IRS modernization still lacks funding
The tax agency is pursuing two modernization plans but lacks funds from Congress to fully implement replacement for 60-year-old systems.
There are two efforts underway at IRS to modernize expensive and obsolete legacy systems, but so far funds haven't been appropriated for a tech refresh, the tax agency's chief said at an Oct. 7 hearing.
The IRS released a six-year integrated business plan in April 2019 that called for the retirement of legacy systems in fiscal year 2024, and there's a separate effort underway as mandated by the Taxpayer First Act, but so far appropriations have not been forthcoming.
"We have yet to receive the funding requested on an annual basis," IRS Commissioner Charles Rettig said about funding of the integrated business plan.
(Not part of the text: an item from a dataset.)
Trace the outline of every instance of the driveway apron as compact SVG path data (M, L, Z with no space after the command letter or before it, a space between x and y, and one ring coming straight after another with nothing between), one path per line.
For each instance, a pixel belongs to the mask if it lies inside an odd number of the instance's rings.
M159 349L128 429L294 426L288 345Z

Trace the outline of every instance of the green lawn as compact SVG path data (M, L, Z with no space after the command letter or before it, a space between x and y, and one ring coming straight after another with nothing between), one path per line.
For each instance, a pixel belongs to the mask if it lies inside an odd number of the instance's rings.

He added, "there is no [appropriation] associated with the Taxpayer First Act."
Currently IRS spends about $3 billion annually on IT, with 80% going to maintaining legacy systems including some with code dating back 60 years. Just 20% is spent on modernization efforts.
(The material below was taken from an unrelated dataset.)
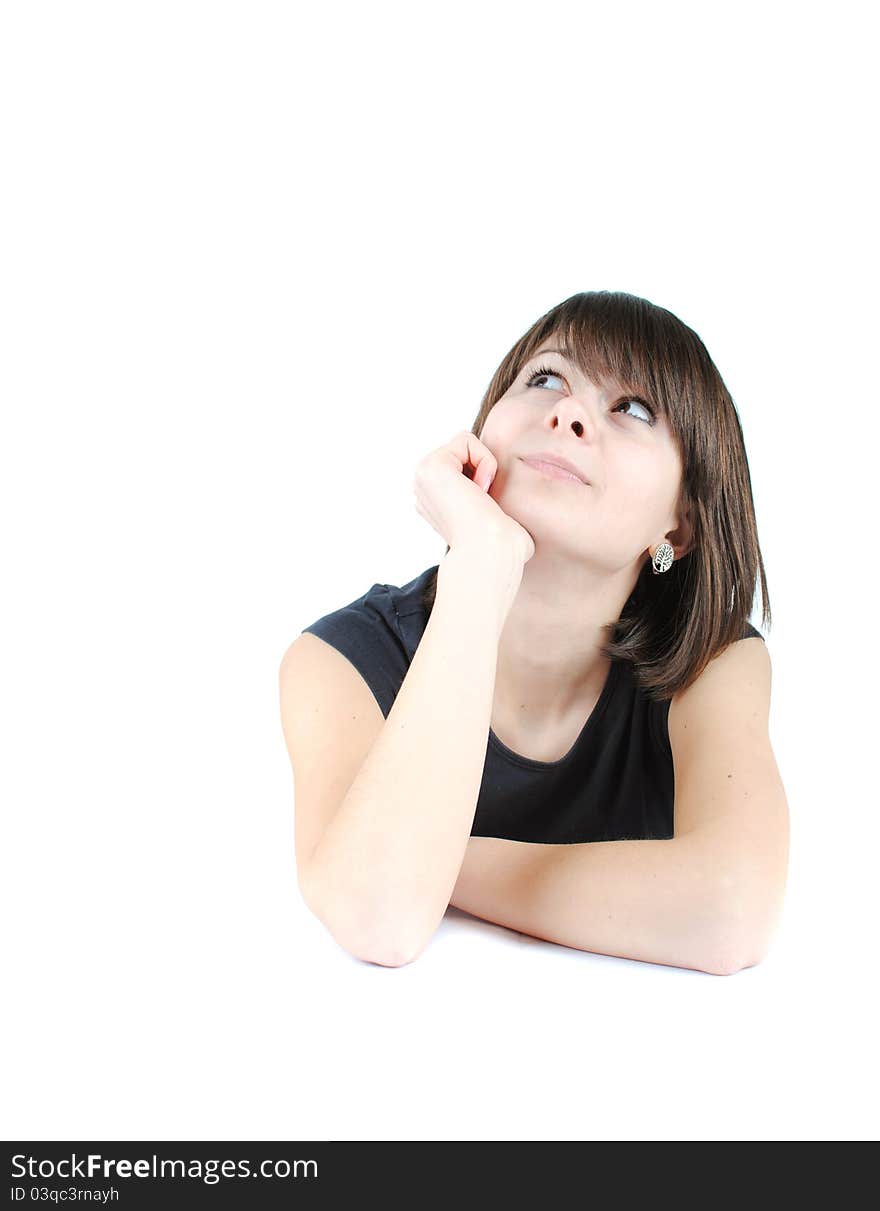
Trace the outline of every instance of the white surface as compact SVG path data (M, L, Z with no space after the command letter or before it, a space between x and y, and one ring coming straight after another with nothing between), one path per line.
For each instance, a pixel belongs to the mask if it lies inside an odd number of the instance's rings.
M5 1138L876 1138L865 22L4 6ZM297 891L278 662L437 562L418 459L580 289L737 402L783 928L715 977L450 909L364 964Z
The problem of IRS legacy systems is so acute that this August, House Majority Leader Steny Hoyer (D-Md.) proposed a $2 billion addition to the Technology Modernization Fund – a revolving fund administered by the General Services Administration and the federal CIO – to support a major IRS tech refresh.
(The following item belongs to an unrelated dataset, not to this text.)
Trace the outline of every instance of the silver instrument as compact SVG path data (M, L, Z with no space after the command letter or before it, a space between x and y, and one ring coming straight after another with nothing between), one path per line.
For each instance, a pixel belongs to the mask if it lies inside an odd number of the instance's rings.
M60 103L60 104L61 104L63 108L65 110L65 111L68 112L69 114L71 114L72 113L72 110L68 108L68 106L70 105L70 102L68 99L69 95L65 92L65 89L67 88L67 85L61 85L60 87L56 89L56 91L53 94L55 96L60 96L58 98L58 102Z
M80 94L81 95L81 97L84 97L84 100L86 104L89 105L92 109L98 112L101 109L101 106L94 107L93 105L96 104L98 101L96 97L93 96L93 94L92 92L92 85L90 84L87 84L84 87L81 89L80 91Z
The IRS has never applied for TMF funding, the agency told FCW, in response to a request for documents under the Freedom of Information Act.
At the hearing, subcommittee chairman Rep. Gerry Connolly (D-Va.) said he planned action to get to the bottom of the legacy problem at IRS.
Right now, it's not even known precisely how many legacy systems are fielded by the tax agency. Vijay D'Souza, GAO's director of information technology and cybersecurity, said the number was likely in the hundreds but that "it depends a little bit on how the agency defines a system."
"This subcommittee is going to formally request [the Government Accountability Office] for a comprehensive inventory of the scope of this problem and challenge," Connolly said.
Part of the issue with modernization at IRS is prioritization.
"So as the budget for these modernization activities has been cut, or as we've had situations like a lapse in appropriations or continuing resolutions, IRS has continually had to re-plan and reprioritize its efforts," D'Souza told lawmakers. "That takes time and it slows things down." Additionally, the changes to the tax code in 2017 have drawn attention away from IT upgrades.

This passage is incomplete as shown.